Find out what drives them (people have very different work motivations) and try to support them in achieving their goals. Help them find and leverage opportunities for progression and development and help them to understand the importance of building networks and raising their profiles.

What are some of the best and worst workplace initiatives you have seen/heard of to help promote diversity?

A lot of companies talk about inclusion and to set up programmes to identify and develop internal talent, but in my experience it’s rare to see companies make the kind of structural changes that create true shifts in behaviour and culture.  That requires companies to look at how their hiring practices might be filtering out certain groups, to create long-term strategies to democratise access for all groups (especially in industries that work on the basis of ‘who you know’), to review company culture and to be aware of how ingrained, unconscious basis (particularly in senior leadership and hiring managers) can undermine any well-intentioned diversity initiatives.

It’s also useful to look outside the organisation; supporting educational initiatives focused on inspiring the next generation, partnering with advocate groups that connect companies with diverse leaders and entrepreneurs and help them to attract and bring in diverse talent from non-traditional sources.
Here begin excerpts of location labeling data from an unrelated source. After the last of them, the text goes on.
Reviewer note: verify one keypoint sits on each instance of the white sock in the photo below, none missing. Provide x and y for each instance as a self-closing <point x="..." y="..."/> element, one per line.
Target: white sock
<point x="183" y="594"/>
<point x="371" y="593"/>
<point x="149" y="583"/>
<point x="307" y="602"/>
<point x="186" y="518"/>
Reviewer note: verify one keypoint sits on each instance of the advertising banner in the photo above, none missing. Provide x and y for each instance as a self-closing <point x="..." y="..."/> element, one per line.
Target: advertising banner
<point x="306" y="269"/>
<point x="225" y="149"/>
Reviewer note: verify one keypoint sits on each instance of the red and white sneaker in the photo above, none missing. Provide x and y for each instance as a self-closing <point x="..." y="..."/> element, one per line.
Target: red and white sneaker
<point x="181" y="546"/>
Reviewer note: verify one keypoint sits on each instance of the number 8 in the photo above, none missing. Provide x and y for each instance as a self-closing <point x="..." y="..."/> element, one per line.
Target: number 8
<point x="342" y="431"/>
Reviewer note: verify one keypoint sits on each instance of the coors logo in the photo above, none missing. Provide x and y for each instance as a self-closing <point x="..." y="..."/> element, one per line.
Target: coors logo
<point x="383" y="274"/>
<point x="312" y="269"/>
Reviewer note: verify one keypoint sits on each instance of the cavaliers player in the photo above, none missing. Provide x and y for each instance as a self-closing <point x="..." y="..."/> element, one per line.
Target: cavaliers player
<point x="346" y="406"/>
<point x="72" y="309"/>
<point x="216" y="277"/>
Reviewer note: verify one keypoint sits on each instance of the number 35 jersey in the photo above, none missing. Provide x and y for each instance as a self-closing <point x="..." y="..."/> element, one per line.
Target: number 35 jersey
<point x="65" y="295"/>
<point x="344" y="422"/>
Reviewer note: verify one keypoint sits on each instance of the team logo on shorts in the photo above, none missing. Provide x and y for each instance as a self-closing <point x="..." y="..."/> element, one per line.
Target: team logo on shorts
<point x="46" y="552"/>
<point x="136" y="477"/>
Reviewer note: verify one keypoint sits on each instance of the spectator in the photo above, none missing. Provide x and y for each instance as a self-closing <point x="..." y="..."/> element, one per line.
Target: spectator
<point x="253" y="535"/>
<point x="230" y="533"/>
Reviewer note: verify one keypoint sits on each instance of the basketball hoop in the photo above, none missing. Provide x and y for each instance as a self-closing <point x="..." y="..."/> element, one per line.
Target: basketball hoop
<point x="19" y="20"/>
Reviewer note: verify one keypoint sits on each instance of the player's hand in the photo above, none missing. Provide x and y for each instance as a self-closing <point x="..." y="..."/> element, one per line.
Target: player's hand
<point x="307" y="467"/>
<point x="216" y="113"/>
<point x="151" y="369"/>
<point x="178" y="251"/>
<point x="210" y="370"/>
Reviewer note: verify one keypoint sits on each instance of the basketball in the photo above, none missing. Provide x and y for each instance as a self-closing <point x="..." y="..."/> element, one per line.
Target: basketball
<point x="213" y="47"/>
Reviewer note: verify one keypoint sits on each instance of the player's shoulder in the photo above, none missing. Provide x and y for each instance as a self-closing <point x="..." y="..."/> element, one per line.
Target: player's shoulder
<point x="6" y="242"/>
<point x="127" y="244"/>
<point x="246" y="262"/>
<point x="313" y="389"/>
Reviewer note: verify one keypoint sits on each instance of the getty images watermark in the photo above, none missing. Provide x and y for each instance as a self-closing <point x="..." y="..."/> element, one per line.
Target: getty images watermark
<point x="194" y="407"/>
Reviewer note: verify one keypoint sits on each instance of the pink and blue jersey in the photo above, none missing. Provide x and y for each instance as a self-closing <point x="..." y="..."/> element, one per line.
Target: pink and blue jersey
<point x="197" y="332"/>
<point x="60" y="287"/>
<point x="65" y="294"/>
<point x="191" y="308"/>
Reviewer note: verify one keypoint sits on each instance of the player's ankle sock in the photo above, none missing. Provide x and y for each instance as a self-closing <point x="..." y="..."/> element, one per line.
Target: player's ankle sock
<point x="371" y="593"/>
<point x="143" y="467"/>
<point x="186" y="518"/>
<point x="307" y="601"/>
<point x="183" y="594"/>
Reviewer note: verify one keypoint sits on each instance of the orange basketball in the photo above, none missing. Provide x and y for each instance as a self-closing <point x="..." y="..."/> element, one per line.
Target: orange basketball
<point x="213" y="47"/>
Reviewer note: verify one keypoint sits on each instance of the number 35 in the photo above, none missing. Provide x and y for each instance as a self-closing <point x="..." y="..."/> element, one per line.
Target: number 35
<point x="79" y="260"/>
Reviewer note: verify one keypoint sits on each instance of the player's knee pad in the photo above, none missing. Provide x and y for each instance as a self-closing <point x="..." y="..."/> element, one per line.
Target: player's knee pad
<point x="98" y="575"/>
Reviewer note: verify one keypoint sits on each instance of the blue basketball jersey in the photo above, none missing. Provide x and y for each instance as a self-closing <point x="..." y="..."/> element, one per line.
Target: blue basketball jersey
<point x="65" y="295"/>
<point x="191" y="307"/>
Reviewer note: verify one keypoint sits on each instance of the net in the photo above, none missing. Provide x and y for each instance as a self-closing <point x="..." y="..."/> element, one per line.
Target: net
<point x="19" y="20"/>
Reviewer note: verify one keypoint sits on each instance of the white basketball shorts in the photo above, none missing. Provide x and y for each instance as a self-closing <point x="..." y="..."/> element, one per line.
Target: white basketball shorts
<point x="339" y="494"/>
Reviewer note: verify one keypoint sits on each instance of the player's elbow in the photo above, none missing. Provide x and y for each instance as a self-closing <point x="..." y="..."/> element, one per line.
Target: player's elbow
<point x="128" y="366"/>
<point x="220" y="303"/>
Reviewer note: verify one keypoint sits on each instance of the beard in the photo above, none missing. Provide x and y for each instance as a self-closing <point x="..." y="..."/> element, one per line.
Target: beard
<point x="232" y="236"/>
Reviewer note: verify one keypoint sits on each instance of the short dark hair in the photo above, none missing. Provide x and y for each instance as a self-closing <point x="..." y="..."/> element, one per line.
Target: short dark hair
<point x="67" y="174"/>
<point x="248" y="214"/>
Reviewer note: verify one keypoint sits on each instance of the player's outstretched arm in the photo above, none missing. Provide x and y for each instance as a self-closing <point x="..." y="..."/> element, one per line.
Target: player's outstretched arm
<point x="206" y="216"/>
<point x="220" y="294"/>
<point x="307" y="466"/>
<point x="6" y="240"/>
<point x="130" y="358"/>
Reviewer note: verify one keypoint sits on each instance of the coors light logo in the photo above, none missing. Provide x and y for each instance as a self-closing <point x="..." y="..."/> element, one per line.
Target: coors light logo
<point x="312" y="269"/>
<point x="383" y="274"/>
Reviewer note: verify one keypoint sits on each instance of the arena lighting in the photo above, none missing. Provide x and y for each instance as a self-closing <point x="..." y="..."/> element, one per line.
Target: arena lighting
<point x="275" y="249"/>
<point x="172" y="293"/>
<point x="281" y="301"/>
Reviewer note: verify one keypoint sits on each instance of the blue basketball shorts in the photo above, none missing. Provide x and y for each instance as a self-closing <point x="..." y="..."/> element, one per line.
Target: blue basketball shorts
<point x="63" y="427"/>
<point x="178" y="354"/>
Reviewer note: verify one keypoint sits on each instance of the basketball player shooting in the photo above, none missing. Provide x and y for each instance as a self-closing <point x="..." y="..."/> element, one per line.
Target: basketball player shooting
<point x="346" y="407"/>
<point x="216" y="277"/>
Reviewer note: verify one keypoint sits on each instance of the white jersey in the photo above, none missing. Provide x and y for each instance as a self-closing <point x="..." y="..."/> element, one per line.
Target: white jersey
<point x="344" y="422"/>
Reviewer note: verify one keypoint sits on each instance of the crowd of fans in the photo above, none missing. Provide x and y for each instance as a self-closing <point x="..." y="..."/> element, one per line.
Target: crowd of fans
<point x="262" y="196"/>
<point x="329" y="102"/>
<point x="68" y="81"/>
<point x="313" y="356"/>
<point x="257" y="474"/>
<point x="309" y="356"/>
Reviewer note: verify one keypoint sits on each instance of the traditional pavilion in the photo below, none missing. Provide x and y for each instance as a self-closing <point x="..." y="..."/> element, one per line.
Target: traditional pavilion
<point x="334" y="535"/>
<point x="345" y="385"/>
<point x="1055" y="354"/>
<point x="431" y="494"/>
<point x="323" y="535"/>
Who is your modern-day hero?

Michael Johnson – the 200m & 400m World and Olympic champion sprinter – whose ethos is: hard graft, focus, learning from (but not dwelling on) mistakes and self-belief, in his (admittedly exceptional) ability to do what it takes to get the job done. Recently, aged just 50, he suffered a severe stroke and was unable to walk, but he put that steely mindset back to work – helping him make a full recovery in record time.

Any reading/website you would recommend to stay updated?

I spend far too much time on Twitter – but it’s great for news, trends and the latest thinking.  I like Fast Company (fastcompany.com) which has smart, witty and insightful writing on a range of topics related to business, work and the modern world and also Meetup (meetup.com) is a good way to track down tech/digital events and groups.

What is your biggest stress reliever?

Exercise. Whether it’s a hike through the Chilterns or a HIIT gym class, I do better when I keep moving.

What job did you dream of when you were a kid?

Ballet dancer – after reading Noel Streatfeild’s book ‘Ballet Shoes’ (I have absolutely no co-ordination); or marine biologist – after seeing Jenny Agutter in the wonderful film ‘Local Hero’  (but I don’t like deep water or being outside in inclement weather)

Fun fact about you?

I was an extra on Coronation Street. I got to sit at the bar in The Rovers Return and do ‘fake-talking’. Proudest moment ever!

About Louise

I have held leadership roles in media and technology companies including ITV, UKTV, Turner Broadcasting and the British Film Institute (BFI), starting out in the early days of emerging TV technology through to the mainstreaming of digital in every aspect of our lives.  I’m fascinated by the changes in digital and how that impacts and is impacted by audience / user behaviour and has been lucky enough to work for and with companies where I get to set strategy, track trends and immerse myself in this area.

Lopez Projects is an independent digital media consultancy, specialising in digital content planning, audience development and multi-channel strategies, that finds creative solutions to clients’ digital challenges.